Q. How does it work?

A. The server runs in two modes; single sequence and multiple sequence.

  1. Multiple sequence If you already have a set of aligned sequences you may submit them as either MSF format or BLC format, and the predictions will run. Your alignment will be modified so that it does not contain gaps in the first sequence. The first sequence should therefore always be your target sequence.
  2. Single sequence For single sequences a multiple alignment is constructed. It is created by the PSI-BLAST algorithm with 3 iterations. Redundant sequences are removed and gaps that have appeared in the query sequence are removed along with the aligned positions in the sequences. The prediction algorithms are then run. More detail can be found in the technical detail section.
Q. What do I need to run Jpred? A. Jpred should work with any WWW browser that supports tables and automatic forwarding. However, if you want to use Jalview you will need a browser that supports Java 1.1, this includes most modern browsers.
Q. Are there any example files?

A. On the submission form, next to where you select the data format is a question mark that is a hyperlink to an example of the formats that have been tested with Jpred.

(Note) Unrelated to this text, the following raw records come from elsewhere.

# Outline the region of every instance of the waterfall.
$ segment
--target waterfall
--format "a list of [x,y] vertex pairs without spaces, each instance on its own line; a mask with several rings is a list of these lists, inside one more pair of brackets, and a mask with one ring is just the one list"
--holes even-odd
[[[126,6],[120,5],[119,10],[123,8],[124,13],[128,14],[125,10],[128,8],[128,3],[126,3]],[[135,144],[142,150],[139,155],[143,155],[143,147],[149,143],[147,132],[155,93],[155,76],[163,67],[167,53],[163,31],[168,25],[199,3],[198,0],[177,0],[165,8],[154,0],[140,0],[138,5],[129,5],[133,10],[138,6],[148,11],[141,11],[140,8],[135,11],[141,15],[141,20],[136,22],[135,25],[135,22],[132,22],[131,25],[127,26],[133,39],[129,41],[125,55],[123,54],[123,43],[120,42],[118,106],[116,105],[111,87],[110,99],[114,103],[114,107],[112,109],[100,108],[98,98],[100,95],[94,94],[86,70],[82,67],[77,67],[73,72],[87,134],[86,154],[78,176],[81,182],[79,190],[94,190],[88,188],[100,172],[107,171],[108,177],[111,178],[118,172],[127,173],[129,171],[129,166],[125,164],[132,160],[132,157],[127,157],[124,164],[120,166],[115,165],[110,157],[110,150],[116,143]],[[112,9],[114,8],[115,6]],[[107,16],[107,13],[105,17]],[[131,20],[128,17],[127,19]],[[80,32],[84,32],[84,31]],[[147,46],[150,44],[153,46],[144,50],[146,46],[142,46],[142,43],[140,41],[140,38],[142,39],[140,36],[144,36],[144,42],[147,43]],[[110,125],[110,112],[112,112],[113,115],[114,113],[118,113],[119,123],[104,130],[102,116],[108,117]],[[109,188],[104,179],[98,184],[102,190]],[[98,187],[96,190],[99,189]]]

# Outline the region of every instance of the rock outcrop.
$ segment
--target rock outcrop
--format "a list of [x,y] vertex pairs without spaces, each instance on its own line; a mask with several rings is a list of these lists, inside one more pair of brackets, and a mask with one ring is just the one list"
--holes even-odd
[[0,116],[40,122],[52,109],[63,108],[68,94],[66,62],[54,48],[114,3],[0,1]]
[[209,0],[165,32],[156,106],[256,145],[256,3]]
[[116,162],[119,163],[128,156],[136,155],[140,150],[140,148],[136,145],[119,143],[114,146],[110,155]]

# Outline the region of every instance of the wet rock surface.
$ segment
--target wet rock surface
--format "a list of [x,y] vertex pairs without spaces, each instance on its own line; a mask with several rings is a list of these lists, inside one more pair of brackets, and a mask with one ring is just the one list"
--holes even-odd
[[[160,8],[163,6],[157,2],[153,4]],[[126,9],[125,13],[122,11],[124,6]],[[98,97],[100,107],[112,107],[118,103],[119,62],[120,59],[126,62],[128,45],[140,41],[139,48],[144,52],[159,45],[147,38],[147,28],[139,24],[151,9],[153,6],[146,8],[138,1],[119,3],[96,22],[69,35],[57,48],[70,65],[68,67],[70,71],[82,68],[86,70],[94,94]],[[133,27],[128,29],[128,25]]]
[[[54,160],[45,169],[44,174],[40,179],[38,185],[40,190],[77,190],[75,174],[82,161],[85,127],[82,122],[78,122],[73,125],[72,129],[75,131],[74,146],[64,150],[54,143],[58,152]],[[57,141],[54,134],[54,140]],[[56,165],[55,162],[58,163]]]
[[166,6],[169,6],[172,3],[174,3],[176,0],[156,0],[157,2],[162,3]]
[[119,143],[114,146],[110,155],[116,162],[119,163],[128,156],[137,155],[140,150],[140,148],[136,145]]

Q. How long do I have to wait?

A. The length of time you have to wait for your prediction to finish depends your position in the queue. However, once your predictions have started, you have 1 hour for the prediction to complete. The length and number of sequences in the alignment will affect the run time. If the server takes any longer than one hour to complete your request, the job will be killed. This will allow other requests in the queue to run. A message stating that your job has been terminated will be sent to you. If you have a very long sequence to analyse check that to see if it can be split into domains, as this will probably allow the job to finish in time. Requests for analysis of very long sequences may be sent to us (www-jpred@compbio.dundee.ac.uk), and we may be able to run your request at a lower priority.

If the attempts to catch format errors failed, the job will fail. There are error checking routines, but they can be fooled, it's always best to double check your input, and then try again.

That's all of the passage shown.